Queensland Meatworker’s Union says up 4,000 workers might lose a weeks pay due to Ransomware Attack

JBS is also Australia’s largest meat and food processing company and operates 47 facilities across the country. These facilities include abattoirs, feedlots and meat packing plants, employing around 11,000 people. That a Ransomware attack on a Brazilian meat processing company in the United States can force thousands of Australians out of work shows how interconnected the modern world is and its vulnerabilities to Ransomware.

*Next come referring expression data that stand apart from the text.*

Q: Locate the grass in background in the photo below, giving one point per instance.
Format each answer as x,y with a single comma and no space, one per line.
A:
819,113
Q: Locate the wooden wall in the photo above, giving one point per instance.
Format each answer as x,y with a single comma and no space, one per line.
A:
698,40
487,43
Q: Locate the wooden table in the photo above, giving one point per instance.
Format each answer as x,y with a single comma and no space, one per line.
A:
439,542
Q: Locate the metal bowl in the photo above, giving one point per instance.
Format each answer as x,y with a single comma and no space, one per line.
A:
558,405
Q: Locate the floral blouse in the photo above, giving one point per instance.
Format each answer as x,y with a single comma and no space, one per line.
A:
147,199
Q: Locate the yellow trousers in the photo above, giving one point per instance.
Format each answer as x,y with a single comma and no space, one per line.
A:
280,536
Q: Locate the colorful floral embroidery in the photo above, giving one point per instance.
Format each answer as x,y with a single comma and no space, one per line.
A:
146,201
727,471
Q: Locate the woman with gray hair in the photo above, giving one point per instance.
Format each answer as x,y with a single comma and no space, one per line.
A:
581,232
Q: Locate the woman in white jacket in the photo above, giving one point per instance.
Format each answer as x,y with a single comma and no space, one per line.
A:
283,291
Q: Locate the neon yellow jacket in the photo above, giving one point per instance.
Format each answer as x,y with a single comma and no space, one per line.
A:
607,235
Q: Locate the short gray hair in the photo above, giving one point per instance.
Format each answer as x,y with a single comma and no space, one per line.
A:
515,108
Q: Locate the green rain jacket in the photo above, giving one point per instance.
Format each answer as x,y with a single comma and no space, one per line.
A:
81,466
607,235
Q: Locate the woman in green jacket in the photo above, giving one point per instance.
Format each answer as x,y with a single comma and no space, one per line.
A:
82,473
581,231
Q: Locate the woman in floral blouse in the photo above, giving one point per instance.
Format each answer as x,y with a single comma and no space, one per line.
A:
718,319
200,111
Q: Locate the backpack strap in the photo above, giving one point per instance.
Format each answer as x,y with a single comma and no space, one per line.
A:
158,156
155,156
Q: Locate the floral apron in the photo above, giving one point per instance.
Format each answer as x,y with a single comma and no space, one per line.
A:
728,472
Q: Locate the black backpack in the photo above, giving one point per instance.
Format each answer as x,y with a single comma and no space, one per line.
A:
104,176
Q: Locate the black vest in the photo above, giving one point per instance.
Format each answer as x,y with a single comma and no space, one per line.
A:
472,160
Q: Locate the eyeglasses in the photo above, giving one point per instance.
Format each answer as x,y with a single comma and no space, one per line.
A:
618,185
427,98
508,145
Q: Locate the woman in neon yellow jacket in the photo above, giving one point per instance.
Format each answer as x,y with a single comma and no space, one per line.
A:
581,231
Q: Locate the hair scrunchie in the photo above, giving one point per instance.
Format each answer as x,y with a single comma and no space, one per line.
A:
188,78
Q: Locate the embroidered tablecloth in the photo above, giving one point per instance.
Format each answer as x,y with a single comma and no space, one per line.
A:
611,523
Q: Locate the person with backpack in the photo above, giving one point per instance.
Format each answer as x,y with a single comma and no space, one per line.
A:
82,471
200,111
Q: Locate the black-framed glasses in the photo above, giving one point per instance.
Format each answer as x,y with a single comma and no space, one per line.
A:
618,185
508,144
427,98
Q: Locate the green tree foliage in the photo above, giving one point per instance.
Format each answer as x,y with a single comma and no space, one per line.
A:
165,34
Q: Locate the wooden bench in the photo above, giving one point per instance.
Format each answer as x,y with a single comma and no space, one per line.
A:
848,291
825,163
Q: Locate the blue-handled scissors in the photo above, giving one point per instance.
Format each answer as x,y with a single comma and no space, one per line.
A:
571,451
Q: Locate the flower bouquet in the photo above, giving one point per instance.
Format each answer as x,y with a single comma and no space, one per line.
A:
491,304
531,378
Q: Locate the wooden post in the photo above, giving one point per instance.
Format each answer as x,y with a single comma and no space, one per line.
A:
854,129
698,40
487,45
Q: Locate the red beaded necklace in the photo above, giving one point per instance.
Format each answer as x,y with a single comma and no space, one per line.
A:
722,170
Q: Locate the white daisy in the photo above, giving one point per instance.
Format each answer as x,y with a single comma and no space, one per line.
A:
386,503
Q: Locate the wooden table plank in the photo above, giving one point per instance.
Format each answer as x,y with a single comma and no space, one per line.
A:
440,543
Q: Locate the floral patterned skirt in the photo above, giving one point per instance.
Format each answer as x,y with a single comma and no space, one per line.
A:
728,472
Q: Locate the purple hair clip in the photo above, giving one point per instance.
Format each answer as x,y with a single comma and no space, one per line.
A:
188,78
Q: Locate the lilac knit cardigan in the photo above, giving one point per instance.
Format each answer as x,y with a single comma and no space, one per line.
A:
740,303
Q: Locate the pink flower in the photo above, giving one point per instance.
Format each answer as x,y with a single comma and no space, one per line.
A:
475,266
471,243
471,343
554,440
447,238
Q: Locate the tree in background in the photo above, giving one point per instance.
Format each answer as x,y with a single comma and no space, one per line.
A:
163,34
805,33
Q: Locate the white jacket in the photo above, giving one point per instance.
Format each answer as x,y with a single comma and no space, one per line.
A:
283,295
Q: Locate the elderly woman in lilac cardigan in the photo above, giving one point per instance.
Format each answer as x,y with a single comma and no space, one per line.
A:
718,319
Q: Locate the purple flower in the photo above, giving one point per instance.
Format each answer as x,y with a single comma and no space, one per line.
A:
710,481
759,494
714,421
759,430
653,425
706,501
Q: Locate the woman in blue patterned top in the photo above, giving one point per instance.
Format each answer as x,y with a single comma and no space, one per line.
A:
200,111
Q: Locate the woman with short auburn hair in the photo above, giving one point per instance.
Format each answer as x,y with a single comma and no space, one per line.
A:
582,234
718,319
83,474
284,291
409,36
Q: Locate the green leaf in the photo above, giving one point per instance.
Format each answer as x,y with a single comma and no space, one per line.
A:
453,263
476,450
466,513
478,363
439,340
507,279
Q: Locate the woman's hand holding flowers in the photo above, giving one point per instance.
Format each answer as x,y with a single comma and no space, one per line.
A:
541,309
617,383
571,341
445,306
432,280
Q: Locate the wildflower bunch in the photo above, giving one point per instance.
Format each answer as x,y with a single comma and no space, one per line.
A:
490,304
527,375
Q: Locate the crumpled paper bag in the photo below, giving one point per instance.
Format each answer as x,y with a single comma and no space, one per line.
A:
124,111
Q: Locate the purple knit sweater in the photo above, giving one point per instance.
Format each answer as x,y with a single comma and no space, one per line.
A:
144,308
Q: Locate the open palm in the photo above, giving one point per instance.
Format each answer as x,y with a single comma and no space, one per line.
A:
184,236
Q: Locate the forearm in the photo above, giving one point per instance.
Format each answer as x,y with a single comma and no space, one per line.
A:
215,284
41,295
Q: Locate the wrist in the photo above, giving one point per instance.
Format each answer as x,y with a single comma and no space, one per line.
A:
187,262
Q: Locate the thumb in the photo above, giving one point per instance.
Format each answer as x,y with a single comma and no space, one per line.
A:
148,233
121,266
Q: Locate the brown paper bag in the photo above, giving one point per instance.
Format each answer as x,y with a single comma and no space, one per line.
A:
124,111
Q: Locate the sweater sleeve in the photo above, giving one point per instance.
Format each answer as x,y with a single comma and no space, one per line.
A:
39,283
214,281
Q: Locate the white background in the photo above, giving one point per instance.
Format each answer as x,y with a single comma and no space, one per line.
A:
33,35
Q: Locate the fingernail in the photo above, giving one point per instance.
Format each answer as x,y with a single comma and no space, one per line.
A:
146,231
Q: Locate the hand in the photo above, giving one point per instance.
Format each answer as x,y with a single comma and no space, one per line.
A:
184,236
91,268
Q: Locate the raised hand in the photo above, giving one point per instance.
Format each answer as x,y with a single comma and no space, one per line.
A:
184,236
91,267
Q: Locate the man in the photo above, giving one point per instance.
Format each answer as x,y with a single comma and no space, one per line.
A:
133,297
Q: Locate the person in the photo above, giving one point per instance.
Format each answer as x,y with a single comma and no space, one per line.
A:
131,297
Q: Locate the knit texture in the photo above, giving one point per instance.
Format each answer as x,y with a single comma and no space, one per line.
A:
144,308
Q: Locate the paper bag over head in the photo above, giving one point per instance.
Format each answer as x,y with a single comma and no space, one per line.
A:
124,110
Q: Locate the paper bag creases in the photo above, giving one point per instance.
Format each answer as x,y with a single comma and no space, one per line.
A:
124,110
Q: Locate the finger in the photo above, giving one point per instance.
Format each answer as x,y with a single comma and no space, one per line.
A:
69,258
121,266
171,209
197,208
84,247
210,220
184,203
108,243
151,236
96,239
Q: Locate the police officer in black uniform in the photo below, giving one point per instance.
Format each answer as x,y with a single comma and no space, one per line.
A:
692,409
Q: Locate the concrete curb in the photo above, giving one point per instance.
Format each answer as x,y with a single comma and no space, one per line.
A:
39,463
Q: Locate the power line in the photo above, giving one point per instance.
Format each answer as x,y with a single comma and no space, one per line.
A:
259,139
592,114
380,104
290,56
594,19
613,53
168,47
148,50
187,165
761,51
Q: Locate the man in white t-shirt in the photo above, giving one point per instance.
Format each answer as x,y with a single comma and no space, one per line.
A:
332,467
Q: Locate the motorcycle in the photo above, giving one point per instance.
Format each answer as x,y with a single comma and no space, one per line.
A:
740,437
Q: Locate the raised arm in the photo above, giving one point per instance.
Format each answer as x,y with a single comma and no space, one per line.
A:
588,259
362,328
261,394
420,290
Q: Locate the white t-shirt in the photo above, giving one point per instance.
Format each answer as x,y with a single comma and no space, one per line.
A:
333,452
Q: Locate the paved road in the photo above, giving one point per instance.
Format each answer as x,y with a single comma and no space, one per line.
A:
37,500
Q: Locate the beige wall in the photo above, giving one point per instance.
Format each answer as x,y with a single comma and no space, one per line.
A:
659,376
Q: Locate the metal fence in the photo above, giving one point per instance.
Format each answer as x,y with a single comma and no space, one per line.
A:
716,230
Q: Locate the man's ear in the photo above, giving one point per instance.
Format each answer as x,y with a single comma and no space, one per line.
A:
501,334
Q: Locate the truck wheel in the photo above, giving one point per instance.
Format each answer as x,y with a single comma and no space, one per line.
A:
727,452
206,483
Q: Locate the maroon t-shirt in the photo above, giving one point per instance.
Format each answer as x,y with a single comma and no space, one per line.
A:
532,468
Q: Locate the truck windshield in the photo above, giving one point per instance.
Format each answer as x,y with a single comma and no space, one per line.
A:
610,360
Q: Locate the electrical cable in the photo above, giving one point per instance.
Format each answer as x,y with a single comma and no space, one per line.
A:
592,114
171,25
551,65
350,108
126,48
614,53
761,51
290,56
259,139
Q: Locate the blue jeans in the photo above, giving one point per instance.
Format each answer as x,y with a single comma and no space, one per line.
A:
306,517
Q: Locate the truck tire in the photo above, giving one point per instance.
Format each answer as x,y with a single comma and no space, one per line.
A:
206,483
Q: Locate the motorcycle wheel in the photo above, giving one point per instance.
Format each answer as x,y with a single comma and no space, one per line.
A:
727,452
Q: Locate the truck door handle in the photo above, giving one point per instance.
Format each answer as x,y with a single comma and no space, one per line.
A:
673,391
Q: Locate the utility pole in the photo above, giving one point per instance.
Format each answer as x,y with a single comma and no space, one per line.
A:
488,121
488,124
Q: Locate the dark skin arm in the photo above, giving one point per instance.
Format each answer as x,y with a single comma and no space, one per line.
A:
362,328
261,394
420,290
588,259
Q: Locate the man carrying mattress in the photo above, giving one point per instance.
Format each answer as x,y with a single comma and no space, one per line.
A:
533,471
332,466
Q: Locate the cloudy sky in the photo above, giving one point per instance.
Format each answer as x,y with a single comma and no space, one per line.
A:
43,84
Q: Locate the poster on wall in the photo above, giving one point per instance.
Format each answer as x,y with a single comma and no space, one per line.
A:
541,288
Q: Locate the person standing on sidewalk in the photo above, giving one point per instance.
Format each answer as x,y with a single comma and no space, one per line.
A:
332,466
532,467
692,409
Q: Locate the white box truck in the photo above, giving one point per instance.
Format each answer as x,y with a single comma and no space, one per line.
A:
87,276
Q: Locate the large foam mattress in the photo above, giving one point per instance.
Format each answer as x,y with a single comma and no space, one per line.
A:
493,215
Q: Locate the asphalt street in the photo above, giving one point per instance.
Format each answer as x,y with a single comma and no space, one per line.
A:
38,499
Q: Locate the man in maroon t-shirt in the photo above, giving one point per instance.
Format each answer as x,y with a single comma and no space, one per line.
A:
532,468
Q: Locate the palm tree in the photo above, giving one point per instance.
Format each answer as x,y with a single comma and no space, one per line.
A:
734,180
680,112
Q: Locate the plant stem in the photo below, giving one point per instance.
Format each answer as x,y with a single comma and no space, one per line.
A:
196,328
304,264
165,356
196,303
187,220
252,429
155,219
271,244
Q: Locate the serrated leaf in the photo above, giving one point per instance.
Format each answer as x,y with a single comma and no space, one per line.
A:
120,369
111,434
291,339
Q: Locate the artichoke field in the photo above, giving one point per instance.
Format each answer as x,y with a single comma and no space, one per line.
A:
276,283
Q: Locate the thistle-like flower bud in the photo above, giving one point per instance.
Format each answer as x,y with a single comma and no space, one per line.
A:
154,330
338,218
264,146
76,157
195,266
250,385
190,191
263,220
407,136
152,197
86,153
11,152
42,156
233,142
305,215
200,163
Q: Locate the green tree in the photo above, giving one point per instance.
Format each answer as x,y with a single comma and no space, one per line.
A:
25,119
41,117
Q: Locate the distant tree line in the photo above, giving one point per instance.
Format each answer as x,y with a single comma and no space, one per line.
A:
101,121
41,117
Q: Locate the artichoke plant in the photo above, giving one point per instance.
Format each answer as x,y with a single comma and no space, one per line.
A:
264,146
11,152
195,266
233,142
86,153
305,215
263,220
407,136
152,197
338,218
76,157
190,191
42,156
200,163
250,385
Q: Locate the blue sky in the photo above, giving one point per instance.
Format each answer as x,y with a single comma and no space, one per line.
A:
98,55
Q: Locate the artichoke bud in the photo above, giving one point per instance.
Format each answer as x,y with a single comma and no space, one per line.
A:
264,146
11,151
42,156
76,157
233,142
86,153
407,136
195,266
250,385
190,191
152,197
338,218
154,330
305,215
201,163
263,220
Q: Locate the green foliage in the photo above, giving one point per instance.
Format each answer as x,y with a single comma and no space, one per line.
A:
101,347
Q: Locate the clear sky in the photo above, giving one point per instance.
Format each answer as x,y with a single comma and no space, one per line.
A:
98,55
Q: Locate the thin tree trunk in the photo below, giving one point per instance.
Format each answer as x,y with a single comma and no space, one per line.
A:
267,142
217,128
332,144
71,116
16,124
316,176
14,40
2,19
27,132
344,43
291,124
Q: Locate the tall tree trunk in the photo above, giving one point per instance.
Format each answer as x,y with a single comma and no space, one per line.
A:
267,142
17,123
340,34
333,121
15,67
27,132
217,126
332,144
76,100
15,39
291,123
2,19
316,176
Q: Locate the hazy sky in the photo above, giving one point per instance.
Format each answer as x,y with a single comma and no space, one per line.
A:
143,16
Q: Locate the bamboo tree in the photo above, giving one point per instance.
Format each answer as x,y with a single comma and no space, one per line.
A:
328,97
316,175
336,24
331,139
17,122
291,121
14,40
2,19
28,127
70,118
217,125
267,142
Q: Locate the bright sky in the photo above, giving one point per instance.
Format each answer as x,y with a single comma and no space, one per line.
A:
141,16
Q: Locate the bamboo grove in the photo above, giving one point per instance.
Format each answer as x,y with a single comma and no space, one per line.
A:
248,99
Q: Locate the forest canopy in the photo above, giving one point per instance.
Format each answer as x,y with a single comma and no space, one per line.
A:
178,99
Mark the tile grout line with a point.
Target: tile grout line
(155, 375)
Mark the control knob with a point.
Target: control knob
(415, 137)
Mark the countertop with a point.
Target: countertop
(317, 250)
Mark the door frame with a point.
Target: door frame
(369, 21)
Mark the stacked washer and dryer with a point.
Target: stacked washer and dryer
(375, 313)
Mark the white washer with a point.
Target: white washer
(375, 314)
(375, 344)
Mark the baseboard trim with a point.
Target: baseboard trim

The U.S. government’s former top cybersecurity official Chris Krebs, who was in charge of protecting the 2020 election from misinformation campaigns and cyberattacks on electoral infrastructure, called the proliferation of ransomware a “global pandemic”. Matt Journeaux from the Australian Meat Industry Employees Union, called it a “kick in the guts” for workers. The Australian staff learned about the ransomware attack when they turned away frm their workplaces on Monday. The Australian Federal Police meanwhile were working with JBS Australia to resolve the cyberattack.

“The supply chains, logistics, and transportation that keep our society moving, are especially vulnerable to ransomware,” said cybersecurity threat analyst John Hultquist, “attacks on choke points can have outsized effects and encourage hasty payments.”